One giant leap for spiderkind – a lot of leaps, actually
The universe’s most well-traveled spider, a Phidippus johnsoni with the grand name of Nefertiti, died recently in what was supposed to be her quiet retirement home. Reporters made much of how this chunky, red-and-black jumper not only thrived in her 100 days aboard the International Space Station but withstood the rigors of launch, re-entry, and being shuttled about the country with apparent good grace. Nefertiti seems to have reached the end of her brief natural lifespan in the warm confines of an exhibit at the Smithsonian’s National Museum of Natural History.
Spiders have the right stuff, forgive me trotting out that phrase. They’re focused, efficient, and as taciturn as any Neil Armstrong. This particular arachnaut, a regular Sally Ride, had a simple mission that she performed with grace and energy: catching flies. And the wondrous thing: she did it in zero gravity, an environment no earthly spider could be expected to grasp. Think of those millions of years of earthbound instincts, honed to an unimagineable degree … and yet this jumping spider was all feh, I can do this—I’ll just adjust the trajectory here and the thrust there, disregard millennia of sensory input, and boom: bug soup.
I don’t think any old spider could have done it. Jumping spiders are the brains of the outfit. Equipped with sophisticated, unblinking, networked cameras around their little heads, they see and hunt famously well. They’ve been observed sneaking up on prey that they can’t even see, calculating how to creep up under cover and burst out at just the right instant. It would be like you stalking a pizza delivery guy walking along on the other side of a tall fence, figuring out when he’s going to stop and tie his shoe or check his text messages, pursuing him around the corner, and then out you pop through a loose board and snatch his pie. Yep, it takes thought.

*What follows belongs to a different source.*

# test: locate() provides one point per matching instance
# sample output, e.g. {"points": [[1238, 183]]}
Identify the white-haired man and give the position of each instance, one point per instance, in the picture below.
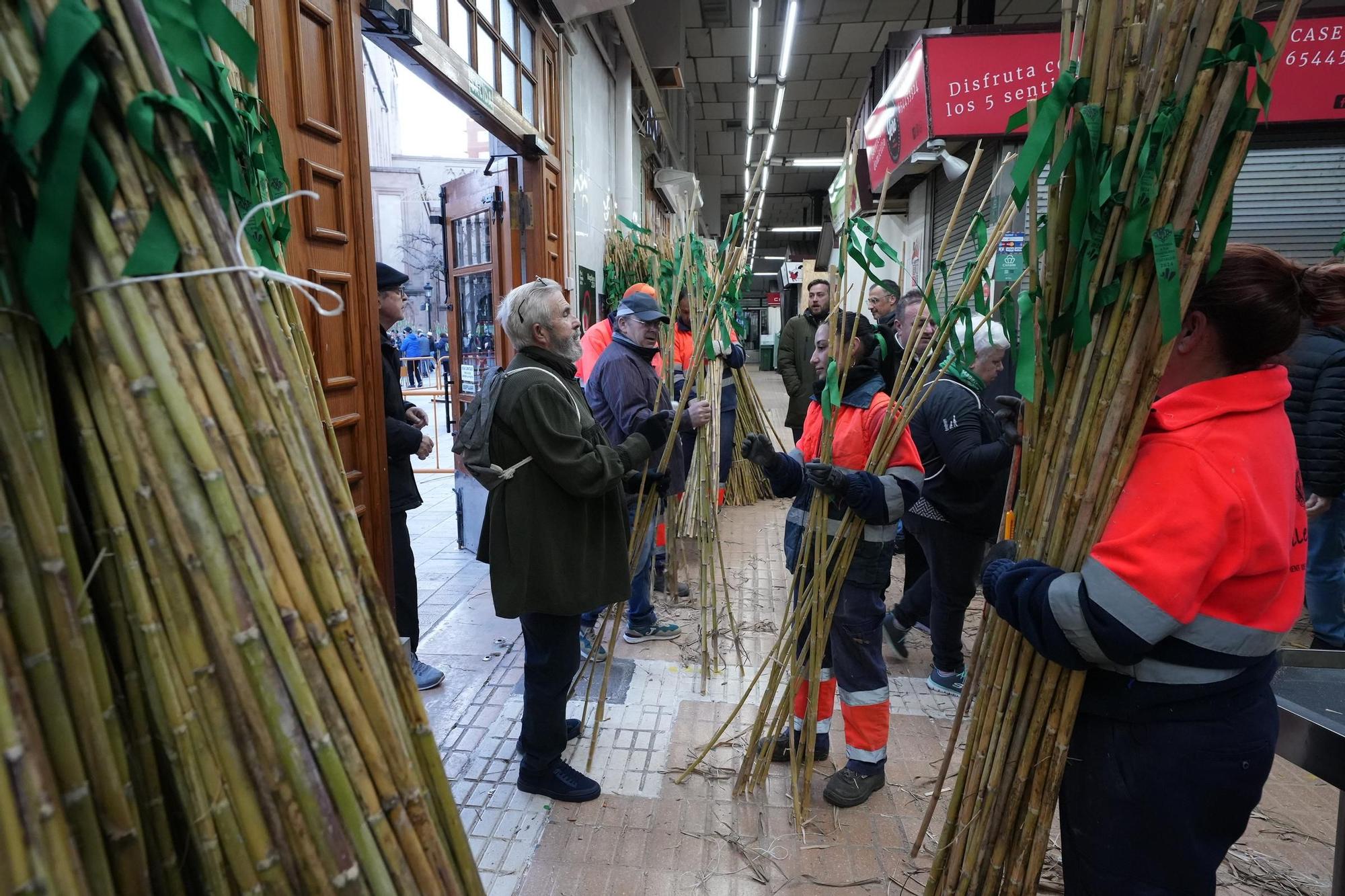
{"points": [[555, 534]]}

Nefertiti got her ticket to ride thanks to an 18-year-old Egyptian named Amr Mohamed, who won the YouTube Spacelab contest with his idea for a jumping-spider experiment. (There was a second arachnaut, a zebra-striped Salticus scenicus named Cleopatra, but alas, she died in orbit.) Once aloft, astronaut Suni Williams took the spiders under her wing and blogged about them. She remarked about Nefertiti: “She is sort of scary. I am so glad I am not a fruit fly. I opened up the habitat and actually saw her running around at full speed looking for something to eat. It was difficult to even get a steady picture.”
Watch her do it. It’s funny how earthlike it looks. She does that classic Salticid prowl, but I think she’s hanging on to the surface a bit more consciously, as astronauts do. Can’t see it, but surely she’s letting out a silk dragline before the leap to reel herself back in if she misses. But jumping spiders always do that on earth, too.

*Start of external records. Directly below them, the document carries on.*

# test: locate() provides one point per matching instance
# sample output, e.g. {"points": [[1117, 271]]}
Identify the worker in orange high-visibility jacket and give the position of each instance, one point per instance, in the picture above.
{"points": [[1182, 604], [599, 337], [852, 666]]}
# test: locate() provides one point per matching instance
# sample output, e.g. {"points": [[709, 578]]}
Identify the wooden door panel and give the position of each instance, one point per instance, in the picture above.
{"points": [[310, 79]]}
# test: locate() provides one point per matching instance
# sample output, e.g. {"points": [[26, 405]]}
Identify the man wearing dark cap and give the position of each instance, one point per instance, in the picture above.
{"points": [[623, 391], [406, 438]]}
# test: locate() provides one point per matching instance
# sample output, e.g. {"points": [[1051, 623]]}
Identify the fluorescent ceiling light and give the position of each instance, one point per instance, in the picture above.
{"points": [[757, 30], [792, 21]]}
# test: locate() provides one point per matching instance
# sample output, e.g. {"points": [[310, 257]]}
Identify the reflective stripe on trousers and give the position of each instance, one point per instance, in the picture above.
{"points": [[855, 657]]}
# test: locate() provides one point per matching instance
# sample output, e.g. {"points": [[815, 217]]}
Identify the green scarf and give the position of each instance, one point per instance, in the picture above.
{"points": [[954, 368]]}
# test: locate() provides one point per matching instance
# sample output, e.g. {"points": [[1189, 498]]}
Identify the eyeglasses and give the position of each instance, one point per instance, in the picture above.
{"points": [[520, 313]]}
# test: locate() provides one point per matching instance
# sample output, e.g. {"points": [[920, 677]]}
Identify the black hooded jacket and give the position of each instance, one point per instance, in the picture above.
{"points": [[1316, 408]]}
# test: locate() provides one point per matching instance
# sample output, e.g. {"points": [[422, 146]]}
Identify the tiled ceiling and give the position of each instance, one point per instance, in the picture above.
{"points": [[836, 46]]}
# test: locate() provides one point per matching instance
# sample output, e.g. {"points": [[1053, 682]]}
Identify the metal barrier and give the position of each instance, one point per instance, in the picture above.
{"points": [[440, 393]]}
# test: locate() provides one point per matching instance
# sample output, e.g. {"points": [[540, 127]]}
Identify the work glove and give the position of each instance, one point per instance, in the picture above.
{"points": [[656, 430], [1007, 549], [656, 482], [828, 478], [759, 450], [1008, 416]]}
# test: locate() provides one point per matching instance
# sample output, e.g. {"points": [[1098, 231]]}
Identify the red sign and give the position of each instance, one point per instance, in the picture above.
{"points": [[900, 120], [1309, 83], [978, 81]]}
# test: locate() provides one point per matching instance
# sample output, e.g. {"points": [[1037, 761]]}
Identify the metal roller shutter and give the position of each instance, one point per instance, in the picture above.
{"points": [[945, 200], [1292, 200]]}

Nefertiti was not the first spider in space. Experiments involving zero-G web building by spiders also took place aboard Skylab (that’s old-school space program, kiddies), on the space station twice before, and on the shuttle Columbia. Australian high-school students designed Columbia’s science module to see whether eight garden-variety orb spiders could do their weaving and hunting jobs in space. Those spiders perished when Columbia was destroyed during re-entry in 2003.
Until recently, a brave little website by the Glen Waverley Secondary College devoted to that aborted spider experiment was still archived on the web, drifting forlornly through cyberspace. The tab labeled “Results” was blank.
But there’s more to that story, and not really about spiders but about science and humans. Most of the spider data was lost along with the shuttle and its crew, but spacecraft did fly again. The teenagers who planned that experiment with such care resolved to let their work stand as homage to the people who venture into space. There will be other experiments, schoolchildren will dream them up, and other lives long and short will be entwined into the struggle to find Big Picture answers in the warm earth and the cold silence of space.
In 2011 two golden orb-weaving spiders preceded Nefertiti on the International Space Station, delivered via shuttle Endeavour in its last flight, and put in more than two months in another web-building experiment. Only one survived the return trip, and it obliquely offered aspiring scientists and teachers a lesson in humility.
Details matter in science and spaceflight, often to a poignant degree. The students, amid their extremely detailed preparations, had named this arachnaut Gladys. Back on earth, she was determined to be a he.
Henceforth the returned traveler was called Gladstone.